Most customers do not need to take any action for these requirements. However, if your organization has restrictive Service Control Policies (SCPs), IAM policies, or VPC endpoint policies in place, verify that they permit the cross-account resource access described below.
ECR - Container Images
Glean distributes container images via Amazon Elastic Container Registry (ECR) for all Glean services deployed in your environment. Required Resource Access:ecr:GetAuthorizationToken, ecr:BatchGetImage, ecr:GetDownloadUrlForLayer
AWS Signer - Code Signing Verification
Glean uses AWS Signer to verify the integrity and authenticity of deployed code. Required Resource Access:signer:Describe*, signer:Get*, signer:List*
KMS & Secrets Manager - Control Plane Bootstrap
Glean uses AWS Key Management Service (KMS) and Secrets Manager to securely bootstrap the IPJC protocol, which is Glean’s control plane communication protocol. Required Resource Access:| Service | Resource ARN |
|---|---|
| KMS (Decrypt) | arn:aws:kms:us-east-1:518642952506:key/* |
| Secrets Manager | arn:aws:secretsmanager:us-east-1:518642952506:secret:* |
kms:Decrypt, secretsmanager:GetSecretValue
S3 - Deployment Artifacts & ML Resources
Glean distributes deployment artifacts and requires access to AWS machine learning resources via S3. Glean Central S3 Buckets (deployment artifacts):s3:GetObject, s3:ListBucket
AMIs - Compute Resources
Glean uses Amazon Machine Images (AMIs) for deploying compute resources in your environment. AWS Bottlerocket AMIs (AWS-managed): Glean programmatically retrieves the latest Bottlerocket AMI for each Kubernetes version during deployment following AWS’s recommended approach. These are publicly available AWS-owned AMIs and require no special configuration. Glean Custom Ubuntu AMIs (Glean-managed): Glean maintains custom Ubuntu images based on Ubuntu 22.04+ LTS with the latest security patches and optional Wiz and CrowdStrike sensor support. These AMIs are hosted in Glean’s central AWS account.
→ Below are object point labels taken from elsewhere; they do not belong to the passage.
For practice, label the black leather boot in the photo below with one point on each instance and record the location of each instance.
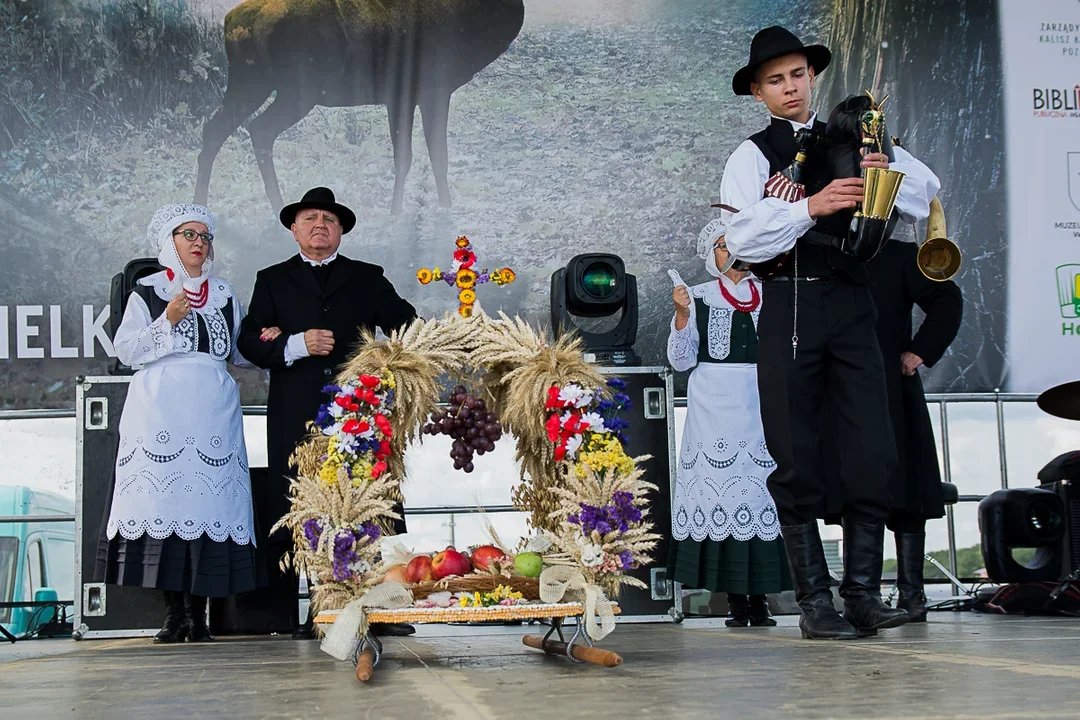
(820, 621)
(198, 632)
(861, 589)
(910, 548)
(392, 629)
(306, 632)
(175, 628)
(738, 612)
(759, 615)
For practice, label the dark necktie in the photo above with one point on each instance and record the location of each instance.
(322, 274)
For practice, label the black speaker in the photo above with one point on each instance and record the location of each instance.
(122, 285)
(1022, 517)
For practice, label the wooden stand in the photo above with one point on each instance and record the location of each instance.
(369, 650)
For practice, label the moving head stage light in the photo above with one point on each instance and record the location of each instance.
(597, 285)
(1023, 517)
(123, 283)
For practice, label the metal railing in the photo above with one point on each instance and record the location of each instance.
(942, 399)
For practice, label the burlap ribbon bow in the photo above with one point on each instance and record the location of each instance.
(340, 640)
(564, 583)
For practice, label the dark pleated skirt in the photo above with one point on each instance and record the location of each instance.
(754, 567)
(200, 567)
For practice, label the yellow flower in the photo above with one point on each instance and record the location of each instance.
(467, 277)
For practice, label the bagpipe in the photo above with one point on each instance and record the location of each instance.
(855, 127)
Required Capability: Ability to copy AMIs from account518642952506 in region us-east-1 to your deployment region.
Glean custom AMIs contain only base operating system components and security tooling. They do not contain any customer data or sensitive Glean intellectual property.
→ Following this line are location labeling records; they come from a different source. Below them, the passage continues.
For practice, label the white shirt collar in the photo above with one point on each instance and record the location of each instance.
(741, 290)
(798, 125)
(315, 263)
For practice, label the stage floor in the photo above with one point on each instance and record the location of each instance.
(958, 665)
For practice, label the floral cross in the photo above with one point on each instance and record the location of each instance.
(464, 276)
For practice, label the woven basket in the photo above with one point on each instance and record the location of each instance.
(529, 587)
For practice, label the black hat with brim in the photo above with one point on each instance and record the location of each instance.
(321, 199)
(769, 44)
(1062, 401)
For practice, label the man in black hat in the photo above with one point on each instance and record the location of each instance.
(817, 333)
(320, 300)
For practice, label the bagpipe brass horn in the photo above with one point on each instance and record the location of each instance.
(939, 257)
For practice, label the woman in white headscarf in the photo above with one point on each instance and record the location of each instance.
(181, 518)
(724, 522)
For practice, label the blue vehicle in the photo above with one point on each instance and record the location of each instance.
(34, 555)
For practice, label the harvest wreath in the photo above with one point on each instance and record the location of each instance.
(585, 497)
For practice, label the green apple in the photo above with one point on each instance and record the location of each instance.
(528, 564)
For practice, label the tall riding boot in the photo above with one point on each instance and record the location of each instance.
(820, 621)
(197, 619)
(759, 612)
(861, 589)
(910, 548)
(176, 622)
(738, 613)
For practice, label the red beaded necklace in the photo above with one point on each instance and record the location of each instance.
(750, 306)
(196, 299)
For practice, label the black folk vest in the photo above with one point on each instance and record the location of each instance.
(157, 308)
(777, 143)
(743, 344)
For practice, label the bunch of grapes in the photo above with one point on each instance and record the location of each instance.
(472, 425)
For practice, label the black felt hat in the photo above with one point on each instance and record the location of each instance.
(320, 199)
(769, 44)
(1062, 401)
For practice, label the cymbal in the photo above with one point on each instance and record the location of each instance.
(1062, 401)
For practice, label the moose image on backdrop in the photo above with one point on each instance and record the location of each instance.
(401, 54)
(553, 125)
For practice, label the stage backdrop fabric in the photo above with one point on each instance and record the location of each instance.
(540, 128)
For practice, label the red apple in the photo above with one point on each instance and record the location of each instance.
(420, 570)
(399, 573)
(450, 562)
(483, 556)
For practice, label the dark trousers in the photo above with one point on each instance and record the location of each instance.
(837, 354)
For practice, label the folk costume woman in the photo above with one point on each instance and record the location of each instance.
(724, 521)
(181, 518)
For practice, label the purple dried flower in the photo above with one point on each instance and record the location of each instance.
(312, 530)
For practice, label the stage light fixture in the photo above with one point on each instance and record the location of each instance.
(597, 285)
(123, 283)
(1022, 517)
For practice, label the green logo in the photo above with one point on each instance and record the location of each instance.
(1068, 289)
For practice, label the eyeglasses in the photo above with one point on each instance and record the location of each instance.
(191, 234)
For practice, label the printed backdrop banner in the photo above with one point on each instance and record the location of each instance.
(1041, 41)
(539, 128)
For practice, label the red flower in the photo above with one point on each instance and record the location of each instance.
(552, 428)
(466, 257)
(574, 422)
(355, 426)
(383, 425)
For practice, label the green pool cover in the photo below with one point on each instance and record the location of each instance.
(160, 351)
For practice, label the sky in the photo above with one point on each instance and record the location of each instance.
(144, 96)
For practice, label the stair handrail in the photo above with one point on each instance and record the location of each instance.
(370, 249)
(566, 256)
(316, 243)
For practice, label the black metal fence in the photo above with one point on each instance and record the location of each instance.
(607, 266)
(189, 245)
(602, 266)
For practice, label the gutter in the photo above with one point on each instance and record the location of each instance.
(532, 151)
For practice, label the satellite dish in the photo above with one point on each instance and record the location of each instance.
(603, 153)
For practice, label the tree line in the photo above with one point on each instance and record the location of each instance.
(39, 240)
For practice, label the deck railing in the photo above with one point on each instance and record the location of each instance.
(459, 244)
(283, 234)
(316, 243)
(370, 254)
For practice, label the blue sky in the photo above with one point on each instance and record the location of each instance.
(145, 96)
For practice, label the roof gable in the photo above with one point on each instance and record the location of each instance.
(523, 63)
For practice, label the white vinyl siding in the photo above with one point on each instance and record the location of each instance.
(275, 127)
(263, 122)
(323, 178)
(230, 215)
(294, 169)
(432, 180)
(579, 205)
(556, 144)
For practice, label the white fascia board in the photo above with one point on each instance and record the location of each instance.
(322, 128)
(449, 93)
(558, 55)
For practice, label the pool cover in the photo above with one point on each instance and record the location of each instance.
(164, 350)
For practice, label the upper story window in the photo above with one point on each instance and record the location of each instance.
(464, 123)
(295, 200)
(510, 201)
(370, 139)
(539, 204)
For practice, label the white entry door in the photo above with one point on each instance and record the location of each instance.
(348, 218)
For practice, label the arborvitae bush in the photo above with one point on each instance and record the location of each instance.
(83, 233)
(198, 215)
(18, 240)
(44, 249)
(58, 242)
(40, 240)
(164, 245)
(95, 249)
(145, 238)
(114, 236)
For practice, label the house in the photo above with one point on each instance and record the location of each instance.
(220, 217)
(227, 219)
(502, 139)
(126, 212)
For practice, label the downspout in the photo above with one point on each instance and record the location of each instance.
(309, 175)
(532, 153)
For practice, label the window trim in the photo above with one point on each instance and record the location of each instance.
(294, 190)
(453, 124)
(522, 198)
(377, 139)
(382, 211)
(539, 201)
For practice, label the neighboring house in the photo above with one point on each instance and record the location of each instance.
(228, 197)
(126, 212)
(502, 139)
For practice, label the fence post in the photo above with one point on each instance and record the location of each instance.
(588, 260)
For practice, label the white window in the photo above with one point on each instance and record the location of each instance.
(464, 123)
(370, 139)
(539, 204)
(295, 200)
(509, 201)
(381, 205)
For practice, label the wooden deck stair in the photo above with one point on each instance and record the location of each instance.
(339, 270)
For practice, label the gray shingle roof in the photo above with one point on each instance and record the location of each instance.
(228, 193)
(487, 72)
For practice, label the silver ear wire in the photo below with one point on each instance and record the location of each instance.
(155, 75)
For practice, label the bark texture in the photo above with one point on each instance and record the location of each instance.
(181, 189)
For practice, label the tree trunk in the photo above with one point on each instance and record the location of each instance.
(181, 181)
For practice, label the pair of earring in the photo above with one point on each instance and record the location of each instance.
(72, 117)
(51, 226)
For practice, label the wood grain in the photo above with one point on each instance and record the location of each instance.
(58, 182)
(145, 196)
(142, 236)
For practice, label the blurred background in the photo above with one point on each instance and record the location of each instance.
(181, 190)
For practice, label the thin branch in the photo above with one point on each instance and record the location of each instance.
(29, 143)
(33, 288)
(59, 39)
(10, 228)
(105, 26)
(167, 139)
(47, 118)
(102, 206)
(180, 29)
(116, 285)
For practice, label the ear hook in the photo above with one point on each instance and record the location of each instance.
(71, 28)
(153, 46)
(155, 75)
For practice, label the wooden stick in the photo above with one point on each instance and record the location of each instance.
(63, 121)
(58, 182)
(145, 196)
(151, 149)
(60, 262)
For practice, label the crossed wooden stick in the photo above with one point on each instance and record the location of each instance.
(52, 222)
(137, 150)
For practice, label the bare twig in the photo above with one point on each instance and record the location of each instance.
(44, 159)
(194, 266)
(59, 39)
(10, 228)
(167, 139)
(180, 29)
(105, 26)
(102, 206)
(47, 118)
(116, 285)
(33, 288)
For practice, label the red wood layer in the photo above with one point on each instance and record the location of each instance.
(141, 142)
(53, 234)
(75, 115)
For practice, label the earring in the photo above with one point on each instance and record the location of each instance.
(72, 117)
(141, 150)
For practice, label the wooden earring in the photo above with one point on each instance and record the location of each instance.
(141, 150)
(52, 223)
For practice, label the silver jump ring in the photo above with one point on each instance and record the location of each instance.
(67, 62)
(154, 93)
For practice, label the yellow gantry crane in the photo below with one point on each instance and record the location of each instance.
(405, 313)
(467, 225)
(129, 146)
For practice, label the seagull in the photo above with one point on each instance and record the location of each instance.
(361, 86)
Additional Security Configurations
EBS Encryption: Glean enables EBS encryption by default for all volumes during the initial AWS account setup. This configuration is applied once during bootstrapping. S3 Public Access Block: Glean enables account-wide S3 public access blocking for security. Customers can toggle this setting if specific use cases require it.1. Create a New AWS Account
Glean deploys to an empty AWS instance to provide layer of isolation from any other services you have running in AWS. This also simplifies the deployment process as it eliminates potential conflicts with existing services.- Select a supported AWS region for Glean to build your environment in.
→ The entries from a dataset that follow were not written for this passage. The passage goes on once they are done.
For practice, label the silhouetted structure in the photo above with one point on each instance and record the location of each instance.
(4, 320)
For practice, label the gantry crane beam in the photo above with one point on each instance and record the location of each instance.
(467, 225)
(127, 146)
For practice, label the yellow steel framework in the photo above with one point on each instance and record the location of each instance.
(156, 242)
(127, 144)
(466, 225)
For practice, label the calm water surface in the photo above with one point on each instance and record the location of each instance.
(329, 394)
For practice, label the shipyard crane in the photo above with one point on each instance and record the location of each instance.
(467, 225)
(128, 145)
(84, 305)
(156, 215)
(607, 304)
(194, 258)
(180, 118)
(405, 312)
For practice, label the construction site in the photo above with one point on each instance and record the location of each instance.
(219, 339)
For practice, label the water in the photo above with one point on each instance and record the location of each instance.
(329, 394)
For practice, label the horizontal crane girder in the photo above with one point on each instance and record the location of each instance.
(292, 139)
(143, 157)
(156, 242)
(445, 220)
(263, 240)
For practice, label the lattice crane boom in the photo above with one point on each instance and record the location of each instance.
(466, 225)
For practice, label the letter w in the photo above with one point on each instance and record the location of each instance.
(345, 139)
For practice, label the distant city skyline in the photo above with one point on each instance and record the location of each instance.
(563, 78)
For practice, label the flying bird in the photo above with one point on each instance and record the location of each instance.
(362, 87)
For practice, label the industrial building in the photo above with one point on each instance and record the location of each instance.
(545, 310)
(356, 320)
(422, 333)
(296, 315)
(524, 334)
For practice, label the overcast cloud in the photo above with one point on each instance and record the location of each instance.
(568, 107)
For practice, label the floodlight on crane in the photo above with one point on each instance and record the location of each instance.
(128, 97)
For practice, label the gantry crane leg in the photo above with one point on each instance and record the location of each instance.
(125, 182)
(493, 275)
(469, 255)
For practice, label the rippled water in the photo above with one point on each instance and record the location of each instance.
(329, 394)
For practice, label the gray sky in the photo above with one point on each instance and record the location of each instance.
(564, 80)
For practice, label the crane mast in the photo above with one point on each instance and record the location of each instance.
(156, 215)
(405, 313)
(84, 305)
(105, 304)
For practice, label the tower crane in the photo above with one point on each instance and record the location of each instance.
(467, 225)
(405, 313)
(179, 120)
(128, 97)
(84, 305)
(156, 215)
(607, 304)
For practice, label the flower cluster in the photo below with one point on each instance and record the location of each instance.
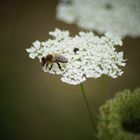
(120, 117)
(121, 17)
(88, 55)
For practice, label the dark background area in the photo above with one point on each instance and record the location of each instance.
(36, 105)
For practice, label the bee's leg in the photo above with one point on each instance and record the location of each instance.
(51, 66)
(59, 66)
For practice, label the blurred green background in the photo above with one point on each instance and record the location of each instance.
(38, 106)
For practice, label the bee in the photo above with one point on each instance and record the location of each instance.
(53, 58)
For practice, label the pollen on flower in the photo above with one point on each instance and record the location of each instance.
(88, 55)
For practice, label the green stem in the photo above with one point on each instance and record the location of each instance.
(89, 110)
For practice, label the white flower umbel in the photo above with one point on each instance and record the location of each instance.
(121, 17)
(89, 56)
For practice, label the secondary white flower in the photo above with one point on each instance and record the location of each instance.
(121, 17)
(88, 55)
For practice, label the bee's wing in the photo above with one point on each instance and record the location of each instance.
(61, 58)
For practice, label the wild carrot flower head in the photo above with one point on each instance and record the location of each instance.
(121, 17)
(87, 55)
(120, 117)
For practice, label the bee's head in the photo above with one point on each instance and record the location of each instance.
(43, 61)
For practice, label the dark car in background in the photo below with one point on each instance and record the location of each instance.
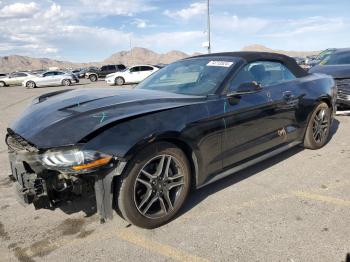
(316, 59)
(95, 74)
(337, 64)
(189, 124)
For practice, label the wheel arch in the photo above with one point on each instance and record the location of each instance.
(175, 139)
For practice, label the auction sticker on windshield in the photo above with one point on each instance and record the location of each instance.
(220, 63)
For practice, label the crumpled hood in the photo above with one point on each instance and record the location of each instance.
(65, 118)
(336, 71)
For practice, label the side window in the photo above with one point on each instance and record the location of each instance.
(266, 73)
(146, 68)
(135, 69)
(49, 74)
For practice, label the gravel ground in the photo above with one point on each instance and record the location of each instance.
(294, 207)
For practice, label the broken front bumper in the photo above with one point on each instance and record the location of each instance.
(44, 188)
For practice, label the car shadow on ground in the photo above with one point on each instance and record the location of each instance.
(197, 196)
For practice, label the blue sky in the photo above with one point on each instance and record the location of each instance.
(90, 30)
- Create a new AWS account in the selected region.
- AWS Account ID (e.g.
182333000101) - AWS Account Name (e.g.
aws-glean-companyname) - AWS Region (e.g.
us-east-1)
2. Company Tag Policy
You must notify Glean if your company policy enforces the use of specific tags on AWS resources. Glean can add these tags to nearly all resources that we create, but we must be notified in advance before commencing the build of your Glean tenant so that the tags can be seeded in the initial deployment. You should provide your Glean engineer a list of any and all tags that are required in the following format:3. Run the SCP Check Tool
Glean provides a SCP Checker script that can be used to check if you have any SCPs that can conflict with the build of Glean. If a conflict is detected, please notify your Glean deployment engineer who can provide further guidance.4. Deploy the Glean CloudFormation Template
A Glean provided CloudFormation template is used to bootstrap the AWS account so that the Glean build system can access and deploy Glean services. This process is automated. For more information on how Glean securely accesses your AWS account, see AWS Account Access and Deployment Model.- Log in to your new AWS account as an Administrator.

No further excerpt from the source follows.